Tu n’as pas vraiment eu d’autres choix que de te plier aux volontés du conseil. On ne te voyait déjà pas d’un très bon oeil à cause de ton sang et de ta tendance à ne pas rester longtemps au pays. Tu n’aspires pas à attirer plus de problèmes à ta chère mère. Et c’est pour réparer un peu tes années folles, celles où tu as été tout simplement insupportable, que tu as accepté de les aider pour la transaction. Aussi douloureux soit-ce pour ton petit coeur de voir ces objets, dont tu ne connaissais pas l’existence quelques mois plus tôt, être vendu à un anglais sans doute ignare et hermétique à ta culture.

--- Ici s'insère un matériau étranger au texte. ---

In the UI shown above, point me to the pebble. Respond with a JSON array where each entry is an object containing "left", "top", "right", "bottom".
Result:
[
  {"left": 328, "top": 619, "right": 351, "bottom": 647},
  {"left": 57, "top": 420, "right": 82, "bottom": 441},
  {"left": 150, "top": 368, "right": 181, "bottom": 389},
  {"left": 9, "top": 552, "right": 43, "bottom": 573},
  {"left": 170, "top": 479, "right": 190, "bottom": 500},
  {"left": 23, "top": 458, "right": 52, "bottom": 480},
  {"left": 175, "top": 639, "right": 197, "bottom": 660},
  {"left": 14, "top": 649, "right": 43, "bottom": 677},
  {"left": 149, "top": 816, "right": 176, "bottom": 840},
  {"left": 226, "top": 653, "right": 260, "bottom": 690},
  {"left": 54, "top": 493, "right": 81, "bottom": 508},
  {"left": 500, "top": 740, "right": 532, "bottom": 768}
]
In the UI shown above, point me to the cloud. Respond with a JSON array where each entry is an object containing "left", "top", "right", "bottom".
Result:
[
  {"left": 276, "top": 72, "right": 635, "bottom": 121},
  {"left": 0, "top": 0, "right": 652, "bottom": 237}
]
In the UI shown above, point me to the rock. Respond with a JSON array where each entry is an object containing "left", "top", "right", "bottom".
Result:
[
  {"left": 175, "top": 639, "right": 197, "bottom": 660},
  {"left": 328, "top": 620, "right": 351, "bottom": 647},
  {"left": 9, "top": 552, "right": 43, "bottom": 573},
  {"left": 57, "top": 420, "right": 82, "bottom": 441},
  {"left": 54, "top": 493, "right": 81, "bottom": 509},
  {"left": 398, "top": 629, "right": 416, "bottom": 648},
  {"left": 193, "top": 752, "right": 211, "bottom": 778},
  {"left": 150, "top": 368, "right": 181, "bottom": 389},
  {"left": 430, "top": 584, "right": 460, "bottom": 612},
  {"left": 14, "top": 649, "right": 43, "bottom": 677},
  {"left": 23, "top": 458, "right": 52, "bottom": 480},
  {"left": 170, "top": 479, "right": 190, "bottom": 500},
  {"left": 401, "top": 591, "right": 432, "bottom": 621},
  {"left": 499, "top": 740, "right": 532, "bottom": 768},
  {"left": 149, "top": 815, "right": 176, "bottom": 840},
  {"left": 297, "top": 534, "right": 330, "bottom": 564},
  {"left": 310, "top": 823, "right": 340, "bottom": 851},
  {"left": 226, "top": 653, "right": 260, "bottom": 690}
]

Les artefacts lui sont présentés un à un. Le talisman de fidélité. La pièce divinatoire. La boîte au contenu inconnu. Le jeune homme pointe les objets et, une fois ton accord donné, s’empare de celui qui semble le moins redoutable des trois. « Ces reliques sont sans aucuns doutes plus vieilles que la tribu elle-même. La magie qu’elles renferment est trop ancienne, trop incertaine pour qu’on prenne le risque de les garder. Mais on ne peut pas non plus les détruire ni les sortir du village. Les dieux pourraient être contrariés. » Expliques-tu calmement. Les Lwas pourraient y voir là une trahison. Qu’ils maudissent ta famille est bien la dernière chose dont tu as envie. C’est aussi cet argument qui t’a fait lâcher l’affaire sur ton désir de les prendre pour toi. « N’ayez crainte, vous ne risquez rien à les emporter avec vous. » Enfin ça, c’est ce qu’affirme ta tante, ce que tu t’es contentée de traduire. Elle a raison, probablement. Elle s’y connait bien mieux que toi après tout. Aïssata est catégorique alors que toi tu aurais donné plus de nuances. Il ne risque sûrement rien mais que cela ne l’empêche d’être précautionneux. Enfin. Ce ne sera bientôt plus ni ton problème, ni celui de ta tribu. Ce qui peut lui arriver en dehors de vos terres t’importes assez peu au final.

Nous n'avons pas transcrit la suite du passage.